Empirical analyses on UNI2-h-DSS reveal that transfer performance between cancer pairs is modulated by both intra-task and inter-task variables:

• Intra-task Factors:
  • $P_{(\mathcal{S})}$: Source model quality. Higher C-Index on the source cancer correlates with superior transfer outcomes.
  • $P_{(\mathcal{T})}$: Target task difficulty. Prognostically complex target cancers (lower inherent predictability) receive less transferable gain even from strong source models.
• Inter-task Factors:
  • $$C_{(\mathcal{S} \rightarrow \mathcal{T})}^{\text{(RMST)}}$$: Closeness in tumor invasiveness, quantified by restricted mean survival time (RMST) within 10 years.
  • $$C_{(\mathcal{S} \rightarrow \mathcal{T})}^{\text{(Dist.)}}$$: Closeness in data distribution, captured via feature projections such as t-SNE, indicating histopathological similarity.

Ordinary least squares (OLS) regression demonstrates that these (especially the intra-task) factors significantly explain observed variation in transferability. This suggests optimizing source model accuracy and considering source-target biological similarity are pivotal to effective transfer.

5. The MoE-PKT Approach

Recognizing the limitations of naive cross-cancer transfer, the MoE-PKT (Mixture-of-Experts based Prognostic Knowledge Transfer) method was introduced to optimally combine prognostic signals from multiple cancers:

• Framework: Each cancer-specific model, including the target’s own, operates as an "expert." For any WSI represented as $X = \{x_i\}_{i=1}^M \in \mathbb{R}^{M \times d}$, a router module (ABMIL + MLP) computes scores $\{w_t\}_{t=1}^{N}$—one per expert.
• Expert Selection: The router selects the top $K$ experts (typically $K=5$). Each expert consists of a frozen MIL encoder ($E_t$) and a trainable MLP adapter.
• Aggregation and Prediction: The chosen experts’ outputs are aggregated, yielding a fused representation used by a final fully connected layer to predict survival.

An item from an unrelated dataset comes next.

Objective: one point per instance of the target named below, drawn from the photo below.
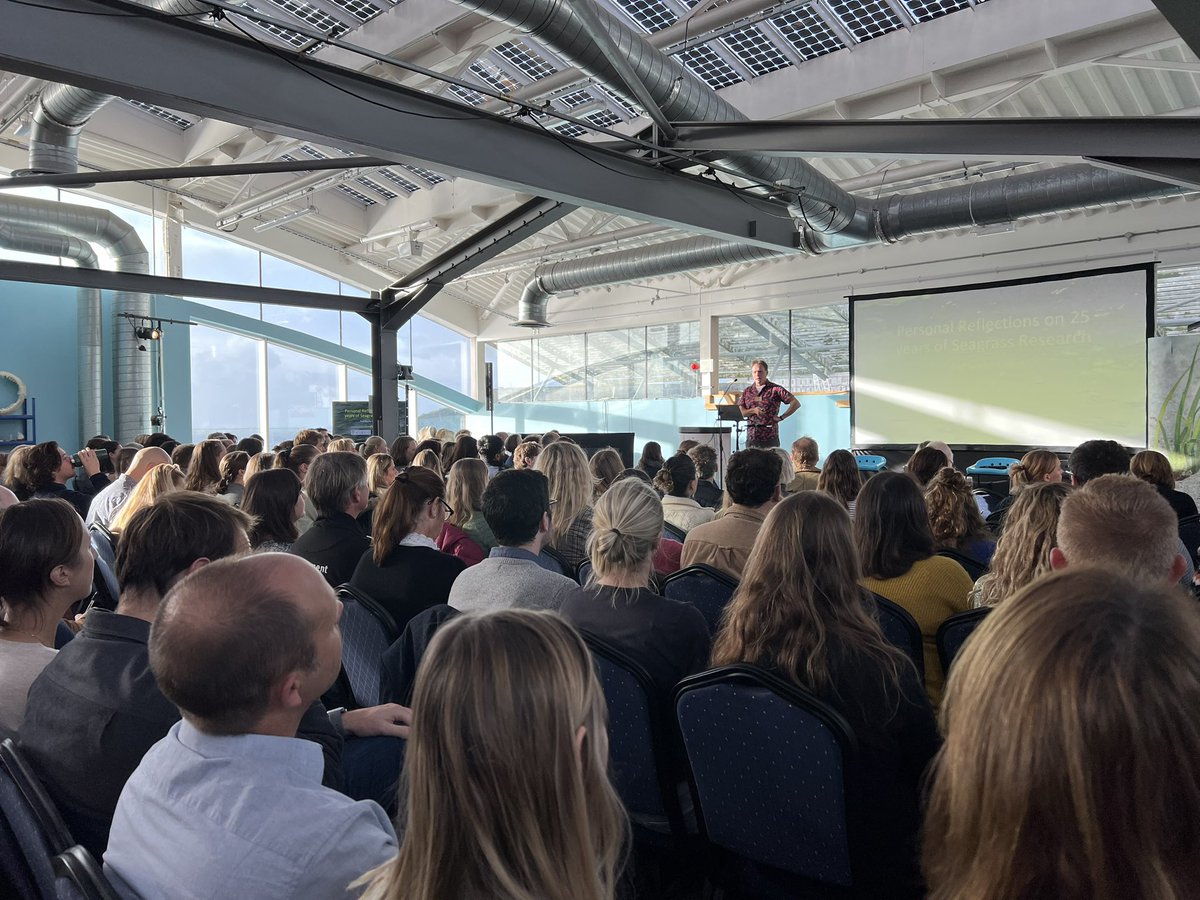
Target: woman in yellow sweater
(897, 550)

The end-to-end formalism is $$X \rightarrow \text{Router} \rightarrow \{w_1, \ldots, w_N\} \rightarrow \text{Select top-}K \text{experts} \rightarrow \text{Aggregate} \{E_t(X)\}_{\text{top-K}} \rightarrow \text{Prediction}$$. Empirically, MoE-PKT achieves higher overall C-Indexes than single-cancer models or unweighted transfer, demonstrating effective leveraging of complementary and non-overlapping knowledge from multiple sources.

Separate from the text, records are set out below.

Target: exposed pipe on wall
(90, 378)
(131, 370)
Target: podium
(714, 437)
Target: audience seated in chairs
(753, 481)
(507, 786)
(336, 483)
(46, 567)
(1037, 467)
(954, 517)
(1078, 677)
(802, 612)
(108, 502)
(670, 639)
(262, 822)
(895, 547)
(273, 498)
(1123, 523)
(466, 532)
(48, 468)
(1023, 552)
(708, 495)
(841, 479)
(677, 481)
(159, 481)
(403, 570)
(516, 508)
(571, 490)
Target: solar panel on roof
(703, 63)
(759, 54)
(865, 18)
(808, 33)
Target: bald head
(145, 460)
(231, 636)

6. Impact and Applications

The establishment of UNI2-h-DSS enables, for the first time, systematic, quantitative investigation into prognostic knowledge transfer across a broad spectrum of cancers using WSIs. This foundation supports:

• Identification of both universally prognostic and cancer-specific signals.
• Benchmarking of transfer and adaptation methods, critical for rare tumor prognosis where data is inherently scarce.
• Empirical discovery of factors that govern effective model transfer and inform the rational design of future transferable pathology frameworks.

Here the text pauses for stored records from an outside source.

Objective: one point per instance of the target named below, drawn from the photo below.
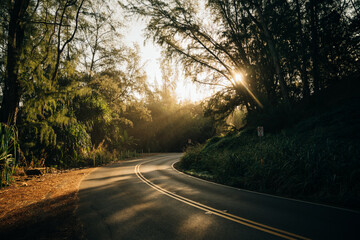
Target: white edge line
(265, 194)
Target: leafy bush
(8, 153)
(318, 159)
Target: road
(148, 199)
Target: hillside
(317, 158)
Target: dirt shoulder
(42, 207)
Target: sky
(151, 55)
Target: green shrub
(8, 153)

A plausible implication is that datasets with wide tissue diversity, clear event annotation, and sufficient case coverage—as embodied in UNI2-h-DSS—are essential resources for research advancing computational pathology beyond isolated, cancer-specific paradigms. This work lays groundwork for further exploration of adaptive, multi-cancer prognostic modeling strategies.